Goslar

Graben auf Ritter Ramms Spuren: Archäologen finden älteste Öllampe

07.09.2010
Von Frank Heine

Graben auf Ritter Ramms Spuren: Archäologen finden älteste Öllampe

Interessante Funde am Rammelsberg: Das Grabungsfeld liegt direkt oberhalb der Schiefermühle. Foto: Heine

GOSLAR. Mit Fragmenten einer Öllampe aus dem 13./14. Jahrhundert ist bei Grabungen oberhalb der Schiefermühle das bisher älteste Geleucht am Rammelsberg gefunden worden. Die Archäologen wähnen sich bei ihrer Arbeit direkt auf Ritter Ramms Spuren.

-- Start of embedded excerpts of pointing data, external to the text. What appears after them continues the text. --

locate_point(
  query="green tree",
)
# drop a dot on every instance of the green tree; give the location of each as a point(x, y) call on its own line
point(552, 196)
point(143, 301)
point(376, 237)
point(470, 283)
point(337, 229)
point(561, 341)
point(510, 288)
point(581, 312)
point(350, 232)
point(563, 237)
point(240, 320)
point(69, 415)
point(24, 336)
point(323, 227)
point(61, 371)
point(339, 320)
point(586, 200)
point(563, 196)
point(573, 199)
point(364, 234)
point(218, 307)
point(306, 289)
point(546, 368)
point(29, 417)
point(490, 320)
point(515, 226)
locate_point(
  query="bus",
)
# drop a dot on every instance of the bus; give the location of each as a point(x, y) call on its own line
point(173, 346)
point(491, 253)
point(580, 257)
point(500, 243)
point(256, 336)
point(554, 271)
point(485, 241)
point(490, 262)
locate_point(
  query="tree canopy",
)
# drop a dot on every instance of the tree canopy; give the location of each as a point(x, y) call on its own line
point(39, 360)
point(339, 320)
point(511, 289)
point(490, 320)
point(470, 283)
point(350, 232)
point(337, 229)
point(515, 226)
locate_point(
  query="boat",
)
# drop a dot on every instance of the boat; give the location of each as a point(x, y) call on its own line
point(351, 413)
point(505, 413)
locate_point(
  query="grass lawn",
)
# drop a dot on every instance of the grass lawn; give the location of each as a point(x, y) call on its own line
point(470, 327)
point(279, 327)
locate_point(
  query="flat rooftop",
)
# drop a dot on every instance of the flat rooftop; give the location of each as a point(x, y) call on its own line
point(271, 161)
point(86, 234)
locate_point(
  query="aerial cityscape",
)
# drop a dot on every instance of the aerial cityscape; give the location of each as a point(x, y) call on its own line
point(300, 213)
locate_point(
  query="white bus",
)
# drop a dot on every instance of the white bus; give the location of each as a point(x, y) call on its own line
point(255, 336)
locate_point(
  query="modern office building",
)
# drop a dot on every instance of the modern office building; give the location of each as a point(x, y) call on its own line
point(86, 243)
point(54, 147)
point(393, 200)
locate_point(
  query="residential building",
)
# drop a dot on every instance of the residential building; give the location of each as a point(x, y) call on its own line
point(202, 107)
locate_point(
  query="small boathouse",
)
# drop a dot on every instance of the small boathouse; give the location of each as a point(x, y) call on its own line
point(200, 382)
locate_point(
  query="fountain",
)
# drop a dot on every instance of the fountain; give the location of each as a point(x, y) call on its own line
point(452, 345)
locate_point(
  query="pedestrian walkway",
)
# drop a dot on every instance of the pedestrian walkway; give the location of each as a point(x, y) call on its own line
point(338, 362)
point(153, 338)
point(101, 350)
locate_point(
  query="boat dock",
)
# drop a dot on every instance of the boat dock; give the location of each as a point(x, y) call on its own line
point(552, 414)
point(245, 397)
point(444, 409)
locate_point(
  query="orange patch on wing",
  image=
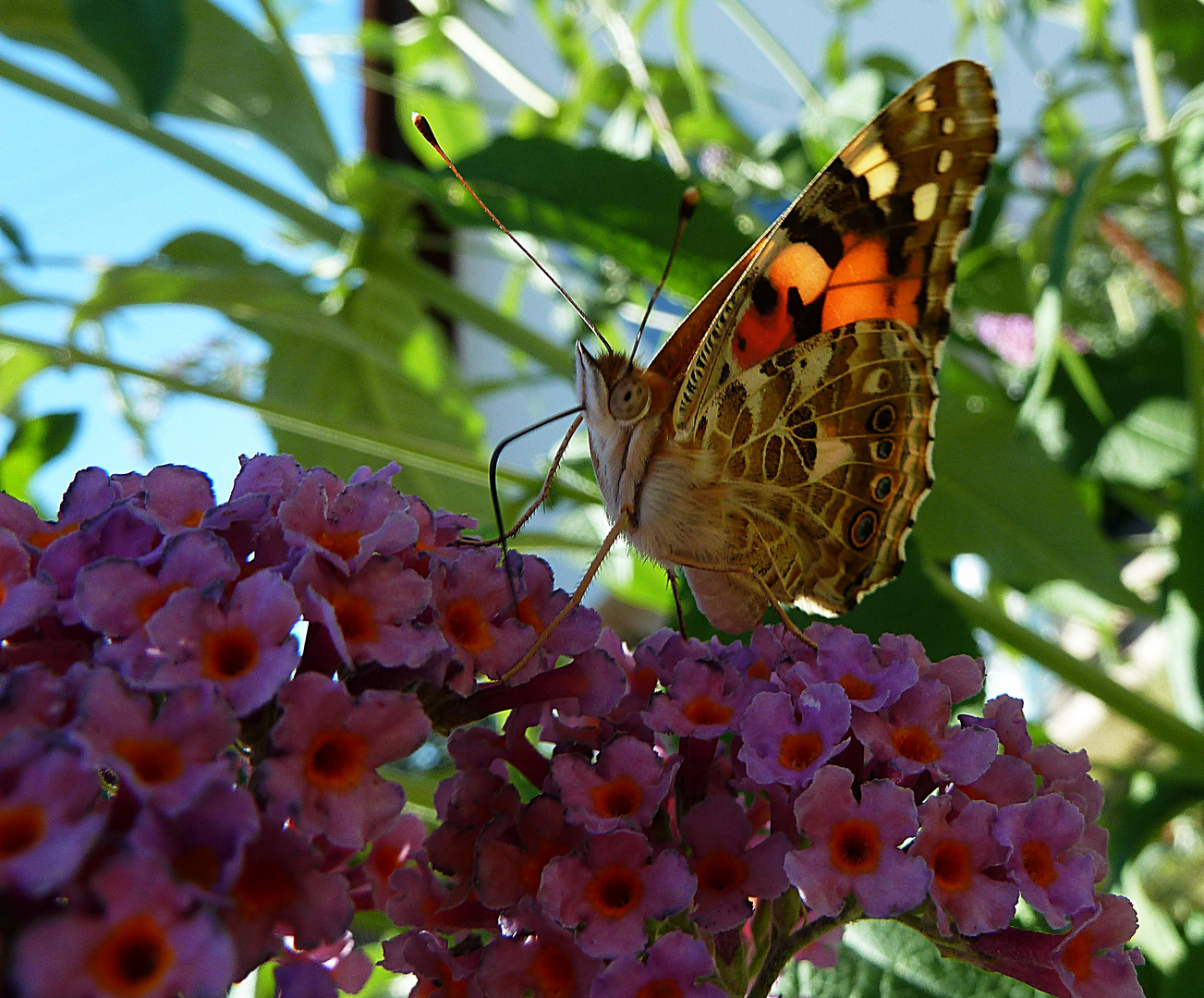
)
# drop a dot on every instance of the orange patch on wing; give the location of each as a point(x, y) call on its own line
point(861, 286)
point(798, 266)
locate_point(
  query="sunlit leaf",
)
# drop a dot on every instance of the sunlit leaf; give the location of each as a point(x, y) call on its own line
point(34, 442)
point(1153, 444)
point(998, 495)
point(143, 38)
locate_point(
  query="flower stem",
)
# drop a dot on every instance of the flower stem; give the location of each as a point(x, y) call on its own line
point(787, 945)
point(1091, 679)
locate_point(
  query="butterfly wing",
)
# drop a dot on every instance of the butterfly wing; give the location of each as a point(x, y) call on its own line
point(835, 322)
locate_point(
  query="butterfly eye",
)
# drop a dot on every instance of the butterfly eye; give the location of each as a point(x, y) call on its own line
point(630, 400)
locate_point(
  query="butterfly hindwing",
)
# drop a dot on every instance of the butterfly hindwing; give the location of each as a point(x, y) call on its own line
point(810, 388)
point(823, 449)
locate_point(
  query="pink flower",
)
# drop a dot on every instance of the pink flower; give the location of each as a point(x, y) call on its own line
point(246, 651)
point(167, 756)
point(854, 846)
point(958, 850)
point(621, 791)
point(786, 739)
point(675, 963)
point(145, 938)
point(330, 746)
point(728, 871)
point(608, 891)
point(50, 814)
point(370, 615)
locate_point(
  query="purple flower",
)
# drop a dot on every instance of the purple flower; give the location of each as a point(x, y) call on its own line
point(169, 755)
point(330, 746)
point(205, 842)
point(786, 739)
point(958, 850)
point(370, 616)
point(914, 736)
point(621, 791)
point(849, 660)
point(675, 963)
point(48, 814)
point(1091, 959)
point(146, 939)
point(347, 524)
point(611, 889)
point(536, 957)
point(854, 846)
point(246, 651)
point(703, 700)
point(728, 871)
point(1056, 875)
point(118, 596)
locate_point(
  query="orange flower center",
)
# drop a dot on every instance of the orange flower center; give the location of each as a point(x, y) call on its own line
point(344, 543)
point(720, 871)
point(527, 613)
point(552, 969)
point(855, 846)
point(22, 826)
point(857, 688)
point(618, 798)
point(264, 887)
point(666, 987)
point(952, 866)
point(132, 957)
point(356, 617)
point(614, 893)
point(799, 750)
point(153, 760)
point(334, 760)
point(229, 654)
point(150, 604)
point(703, 711)
point(468, 627)
point(198, 866)
point(1038, 863)
point(1077, 954)
point(917, 744)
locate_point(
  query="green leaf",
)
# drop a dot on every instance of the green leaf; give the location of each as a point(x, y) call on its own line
point(229, 76)
point(1153, 444)
point(34, 442)
point(17, 366)
point(886, 958)
point(912, 604)
point(143, 38)
point(1177, 27)
point(998, 495)
point(11, 231)
point(596, 199)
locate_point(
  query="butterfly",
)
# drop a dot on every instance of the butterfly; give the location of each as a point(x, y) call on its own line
point(779, 444)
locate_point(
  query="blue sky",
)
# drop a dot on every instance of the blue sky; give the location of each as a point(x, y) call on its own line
point(84, 191)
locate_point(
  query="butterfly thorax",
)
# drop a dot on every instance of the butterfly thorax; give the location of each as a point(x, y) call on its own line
point(637, 461)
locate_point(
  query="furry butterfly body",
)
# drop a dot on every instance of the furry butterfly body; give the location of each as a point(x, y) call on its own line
point(779, 444)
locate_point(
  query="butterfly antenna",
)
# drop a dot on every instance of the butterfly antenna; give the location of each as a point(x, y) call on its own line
point(686, 212)
point(424, 129)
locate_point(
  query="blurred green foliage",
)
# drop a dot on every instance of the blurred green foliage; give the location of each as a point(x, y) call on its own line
point(1068, 459)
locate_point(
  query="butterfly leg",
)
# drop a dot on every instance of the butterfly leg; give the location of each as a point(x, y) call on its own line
point(623, 523)
point(676, 601)
point(782, 612)
point(539, 500)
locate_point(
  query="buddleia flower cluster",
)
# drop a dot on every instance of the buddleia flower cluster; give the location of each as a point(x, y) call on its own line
point(197, 700)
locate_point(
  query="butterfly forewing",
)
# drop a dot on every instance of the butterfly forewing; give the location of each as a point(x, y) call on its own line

„Wir sehen ein riesiges Potenzial an archäologischem Material und erwarten zukunftsweisende Funde“, sagt Dr. Lothar Klappauf von der Arbeitsstelle Montanarchäologie des Landesamtes für Denkmalpflege. Seit Juni ist ein zehnköpfiges Grabungsteam dabei, den jahrhundertealten Tagebau systematisch zu durchsuchen.

Neben der Öllampe förderten sie bereits Klopfsteine und Seilreste aus dem 12. Jahrhundert zutage. „Und wir graben erst an der Decke jener Schichten, zu denen wir eigentlich hinwollen“, sagt Klappauf. Geplant ist der Vorstoß bis in die Anfänge des Bergbaus am Rammelsberg, die sich mit dem sagenumwobenen Ritter Ramm und seinem scharrenden Ross verbinden.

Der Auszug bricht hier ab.